Au Moyen-Orient, la logistique et l’industrie ne sont plus des sujets d’infrastructure traités séparément, mais une composante de la reconstruction de la compétitivité nationale. Celui qui saura mieux intégrer ports, chemins de fer, zones industrielles et régime douanier aura davantage de chances d’attirer, à l’ère de l’après-pétrole, des activités manufacturières, de réexportation et des configurations de chaînes d’approvisionnement transfrontalières.
Le défi de la Jordanie tient au fait qu’elle ne dispose ni des vastes ressources budgétaires des pays du Golfe, ni d’un marché de mégapole, mais qu’elle possède une position géographique reliant le Levant, le Golfe et la voie de la mer Rouge. Si le système Ma’an–Aqaba fonctionne sans heurts, il pourrait devenir l’un des rares projets du sud de la Jordanie à transformer l’emplacement géographique en valeur économique.
Une leçon plus profonde : la transformation ne consiste pas seulement à construire des parcs, mais à remodeler l’espace économique national
Ce qui mérite réellement l’attention dans cette information, c’est qu’elle reflète un tournant politique de plus en plus net : la Jordanie tente, par le biais des zones industrielles, des ports secs, du rail et des infrastructures énergétiques, de réinsérer les « régions périphériques » dans le cycle économique national.
Pour de nombreuses économies du Moyen-Orient, la transformation de demain ne consistera plus seulement à développer quelques projets phares de très grande envergure, mais à relier en un système cohérent des pôles industriels, de transport et d’énergie qui semblent dispersés.

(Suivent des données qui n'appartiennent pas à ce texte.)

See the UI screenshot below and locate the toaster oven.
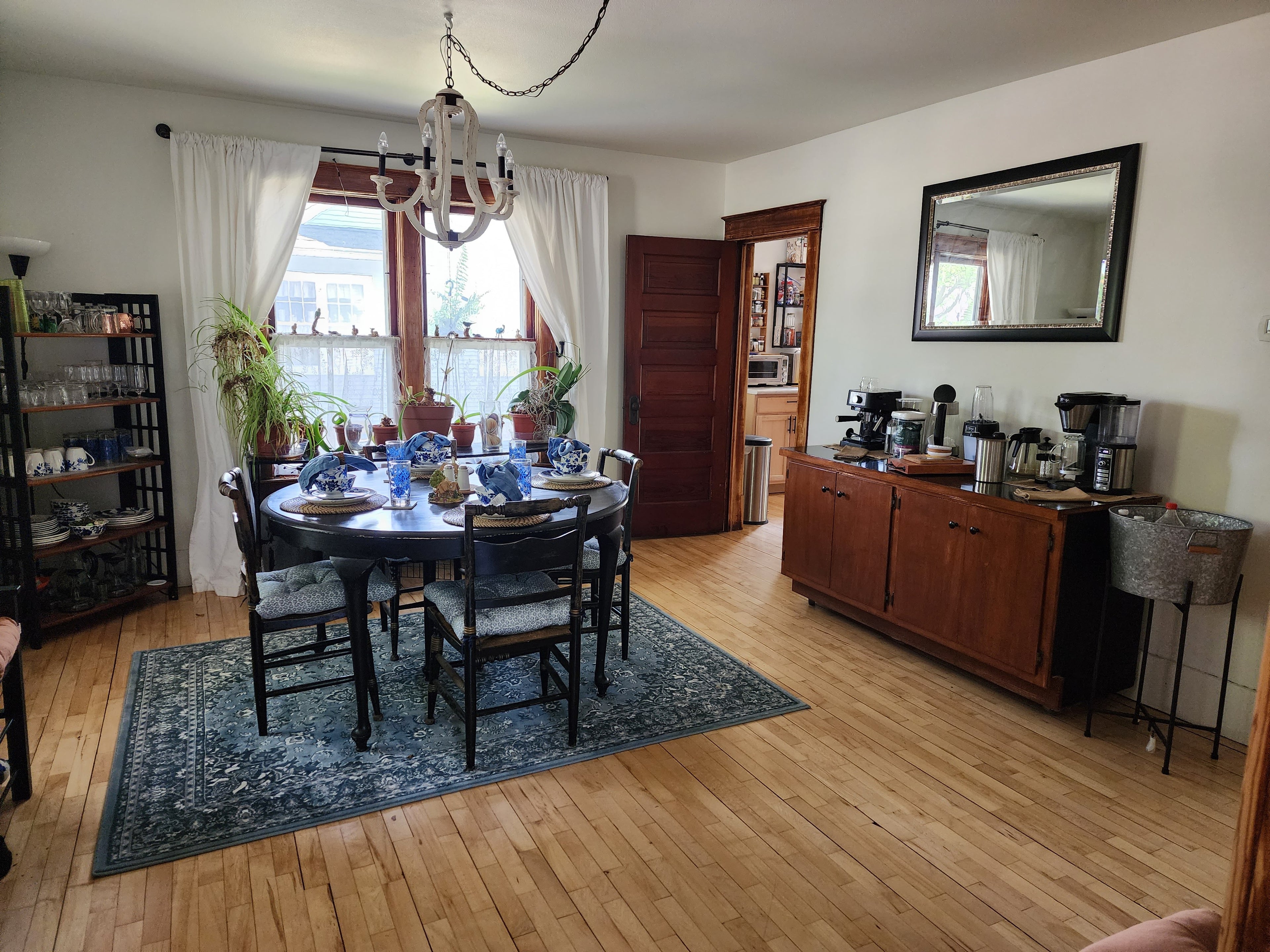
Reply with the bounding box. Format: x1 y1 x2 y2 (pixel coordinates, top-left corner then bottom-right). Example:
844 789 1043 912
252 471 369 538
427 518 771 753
745 354 790 387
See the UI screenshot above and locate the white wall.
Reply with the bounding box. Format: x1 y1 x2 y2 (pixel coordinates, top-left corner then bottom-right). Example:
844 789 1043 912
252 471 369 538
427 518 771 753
725 15 1270 739
0 72 724 584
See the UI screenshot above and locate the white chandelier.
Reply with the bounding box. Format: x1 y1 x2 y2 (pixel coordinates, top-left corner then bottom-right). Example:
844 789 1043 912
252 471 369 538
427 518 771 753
371 0 608 248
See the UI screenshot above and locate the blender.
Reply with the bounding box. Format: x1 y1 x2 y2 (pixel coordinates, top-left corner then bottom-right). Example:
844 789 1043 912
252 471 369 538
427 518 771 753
961 386 1001 463
1093 395 1142 493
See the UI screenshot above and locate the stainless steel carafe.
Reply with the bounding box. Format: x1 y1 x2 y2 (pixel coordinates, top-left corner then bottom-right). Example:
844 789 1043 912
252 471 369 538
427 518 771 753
974 432 1006 482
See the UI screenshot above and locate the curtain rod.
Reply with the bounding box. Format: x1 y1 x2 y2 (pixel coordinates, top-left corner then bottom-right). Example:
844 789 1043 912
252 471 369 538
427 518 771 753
155 122 485 169
935 221 1040 237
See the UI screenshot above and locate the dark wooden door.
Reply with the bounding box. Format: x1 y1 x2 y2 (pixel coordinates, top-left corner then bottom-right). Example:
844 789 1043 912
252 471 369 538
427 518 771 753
833 473 892 613
622 235 741 536
957 505 1050 678
888 489 970 645
781 462 836 590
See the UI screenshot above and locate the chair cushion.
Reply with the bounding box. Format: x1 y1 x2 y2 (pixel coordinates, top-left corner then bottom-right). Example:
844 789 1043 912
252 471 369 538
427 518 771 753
582 538 626 573
423 573 569 637
255 559 396 618
1084 909 1222 952
0 618 21 674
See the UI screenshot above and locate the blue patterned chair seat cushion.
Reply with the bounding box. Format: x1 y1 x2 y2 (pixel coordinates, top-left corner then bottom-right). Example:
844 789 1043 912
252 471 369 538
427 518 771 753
423 573 569 637
582 538 626 573
255 559 396 618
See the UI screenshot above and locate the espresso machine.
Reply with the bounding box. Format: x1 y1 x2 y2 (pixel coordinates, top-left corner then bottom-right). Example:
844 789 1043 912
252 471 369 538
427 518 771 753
838 390 903 449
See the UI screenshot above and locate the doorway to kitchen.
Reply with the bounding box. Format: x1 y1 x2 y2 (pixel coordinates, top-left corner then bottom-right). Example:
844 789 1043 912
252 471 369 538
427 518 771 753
724 201 824 529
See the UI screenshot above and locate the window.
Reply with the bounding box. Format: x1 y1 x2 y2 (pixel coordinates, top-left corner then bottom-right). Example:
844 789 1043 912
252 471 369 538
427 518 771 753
273 199 393 334
423 216 529 340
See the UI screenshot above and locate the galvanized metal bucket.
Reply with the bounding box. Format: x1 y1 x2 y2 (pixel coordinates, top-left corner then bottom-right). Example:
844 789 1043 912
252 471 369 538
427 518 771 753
1111 505 1252 606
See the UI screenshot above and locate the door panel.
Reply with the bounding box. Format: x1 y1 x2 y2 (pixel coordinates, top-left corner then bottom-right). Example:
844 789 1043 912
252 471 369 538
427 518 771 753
957 506 1050 678
622 235 741 536
888 488 970 645
829 473 892 612
781 462 834 590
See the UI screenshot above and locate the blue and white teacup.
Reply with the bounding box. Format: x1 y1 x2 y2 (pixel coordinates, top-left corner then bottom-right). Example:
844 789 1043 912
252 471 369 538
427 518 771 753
476 459 525 505
547 437 591 476
313 466 356 493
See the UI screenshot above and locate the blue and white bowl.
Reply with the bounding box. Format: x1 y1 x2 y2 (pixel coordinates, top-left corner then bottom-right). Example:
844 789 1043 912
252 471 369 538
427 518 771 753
547 437 591 476
313 466 354 494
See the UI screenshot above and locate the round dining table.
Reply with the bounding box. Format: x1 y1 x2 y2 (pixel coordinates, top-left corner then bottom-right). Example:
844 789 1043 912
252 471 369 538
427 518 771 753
260 470 627 750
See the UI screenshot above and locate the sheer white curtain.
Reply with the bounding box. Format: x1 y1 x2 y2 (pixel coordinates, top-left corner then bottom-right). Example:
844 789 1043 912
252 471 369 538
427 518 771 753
171 132 320 595
273 334 401 419
988 230 1045 324
507 165 608 442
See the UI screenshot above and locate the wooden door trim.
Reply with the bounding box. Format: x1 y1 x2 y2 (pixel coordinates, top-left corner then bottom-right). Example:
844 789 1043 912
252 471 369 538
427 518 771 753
723 198 826 529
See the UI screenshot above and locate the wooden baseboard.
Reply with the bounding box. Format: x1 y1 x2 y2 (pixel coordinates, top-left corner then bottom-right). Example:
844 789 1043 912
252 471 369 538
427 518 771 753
794 581 1063 712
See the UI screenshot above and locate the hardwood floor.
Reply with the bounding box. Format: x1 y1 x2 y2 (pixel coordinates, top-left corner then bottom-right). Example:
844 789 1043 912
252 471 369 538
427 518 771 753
0 496 1243 952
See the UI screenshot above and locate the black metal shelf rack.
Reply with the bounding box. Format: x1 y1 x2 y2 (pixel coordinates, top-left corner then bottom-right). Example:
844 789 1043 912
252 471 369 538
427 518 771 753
0 293 177 647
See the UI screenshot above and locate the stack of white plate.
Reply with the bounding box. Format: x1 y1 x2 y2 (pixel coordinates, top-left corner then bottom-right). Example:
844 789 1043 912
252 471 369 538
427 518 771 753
97 506 155 529
30 515 71 548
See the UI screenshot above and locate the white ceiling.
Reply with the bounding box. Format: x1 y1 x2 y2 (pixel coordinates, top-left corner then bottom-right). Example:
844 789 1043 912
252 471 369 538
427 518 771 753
0 0 1270 161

Le cas de Ma’an montre que la véritable compétitivité du développement régional repose sur l’amélioration conjointe de la coordination des infrastructures, de l’accessibilité énergétique, de la capacité d’organisation industrielle et de l’efficacité des voies d’exportation.

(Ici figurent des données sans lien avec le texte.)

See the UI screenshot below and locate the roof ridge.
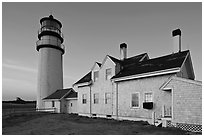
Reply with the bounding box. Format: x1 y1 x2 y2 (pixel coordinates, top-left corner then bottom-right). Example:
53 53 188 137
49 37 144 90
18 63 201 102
126 53 148 59
146 50 189 61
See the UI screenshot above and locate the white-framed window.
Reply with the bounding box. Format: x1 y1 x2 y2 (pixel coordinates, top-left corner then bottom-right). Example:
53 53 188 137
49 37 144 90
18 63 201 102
94 71 99 82
82 94 87 104
131 92 140 108
105 92 111 104
94 93 99 104
52 101 55 107
144 92 153 102
106 68 112 80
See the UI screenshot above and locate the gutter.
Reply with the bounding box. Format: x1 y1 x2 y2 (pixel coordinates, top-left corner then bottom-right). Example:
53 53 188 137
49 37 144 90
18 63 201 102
112 67 180 82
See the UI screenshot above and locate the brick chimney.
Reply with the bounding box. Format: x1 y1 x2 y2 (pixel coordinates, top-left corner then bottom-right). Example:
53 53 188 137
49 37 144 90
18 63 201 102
120 43 127 60
172 29 181 53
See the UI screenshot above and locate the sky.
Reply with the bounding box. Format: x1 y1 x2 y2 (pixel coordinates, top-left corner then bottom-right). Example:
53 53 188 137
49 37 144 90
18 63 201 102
2 2 202 100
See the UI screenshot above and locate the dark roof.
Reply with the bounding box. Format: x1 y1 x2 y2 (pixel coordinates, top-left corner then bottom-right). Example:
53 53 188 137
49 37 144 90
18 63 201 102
112 50 189 79
65 91 77 98
74 53 148 85
44 88 73 99
107 55 121 63
74 71 91 85
121 53 149 67
96 62 102 67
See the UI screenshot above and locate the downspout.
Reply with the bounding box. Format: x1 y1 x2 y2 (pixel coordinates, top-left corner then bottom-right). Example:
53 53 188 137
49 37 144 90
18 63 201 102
116 82 118 119
111 82 114 116
90 85 92 116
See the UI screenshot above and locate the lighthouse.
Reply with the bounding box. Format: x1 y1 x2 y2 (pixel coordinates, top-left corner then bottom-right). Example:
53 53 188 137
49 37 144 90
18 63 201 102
36 15 65 109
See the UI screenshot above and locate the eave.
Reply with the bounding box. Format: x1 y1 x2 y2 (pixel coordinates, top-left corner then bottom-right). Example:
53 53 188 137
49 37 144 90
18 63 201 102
112 67 180 82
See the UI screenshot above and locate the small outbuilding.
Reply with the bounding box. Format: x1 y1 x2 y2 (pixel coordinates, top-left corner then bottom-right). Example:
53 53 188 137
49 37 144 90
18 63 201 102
43 88 77 113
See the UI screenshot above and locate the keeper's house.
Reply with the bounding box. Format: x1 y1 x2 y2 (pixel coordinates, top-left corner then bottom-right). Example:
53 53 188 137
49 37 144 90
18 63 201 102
73 30 202 132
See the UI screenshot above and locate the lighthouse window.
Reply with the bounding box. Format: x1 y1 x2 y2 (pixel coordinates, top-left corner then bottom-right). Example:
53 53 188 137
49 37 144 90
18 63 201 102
82 94 86 104
94 71 99 82
52 101 55 107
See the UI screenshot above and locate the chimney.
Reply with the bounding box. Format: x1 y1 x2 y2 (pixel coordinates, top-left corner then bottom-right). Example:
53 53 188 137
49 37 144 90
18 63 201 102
120 43 127 60
172 29 181 53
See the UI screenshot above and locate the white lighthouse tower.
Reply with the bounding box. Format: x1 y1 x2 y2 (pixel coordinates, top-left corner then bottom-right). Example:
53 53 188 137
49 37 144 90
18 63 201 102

Si ces conditions se concrétisent progressivement, la zone industrielle de Rawda ne sera pas seulement un parc bénéficiant d’avantages, et Ma’an ne sera pas seulement une région du centre sur le plan géographique ; elle pourrait devenir un point d’appui clé dans la recomposition économique du sud de la Jordanie, voire un terrain d’essai important pour la promotion de la croissance hors pétrole et la modernisation logistique du pays.
Conclusion
Dans le contexte du développement au Moyen-Orient, ce qu’il faut le plus observer n’est souvent pas une politique en soi, mais de savoir si elle engendre une nouvelle logique économique en arrière-plan. L’augmentation des incitations accordées à la zone industrielle de Rawda par la Jordanie, conjuguée à l’avancement des projets de port sec et de chemin de fer Aqaba–Ma’an, montre que le pays cherche à intégrer la politique industrielle, les infrastructures logistiques et l’accès à l’énergie dans une même carte du développement.L’enjeu central de cette carte n’est pas un slogan d’attraction des investissements, mais la restructuration de l’économie régionale. Pour un pays qui cherche à développer son économie hors pétrole, à renforcer sa capacité d’exportation et à améliorer l’équilibre du développement dans les régions du sud, une telle restructuration est peut-être plus importante que la mise en œuvre de n’importe quel projet isolé.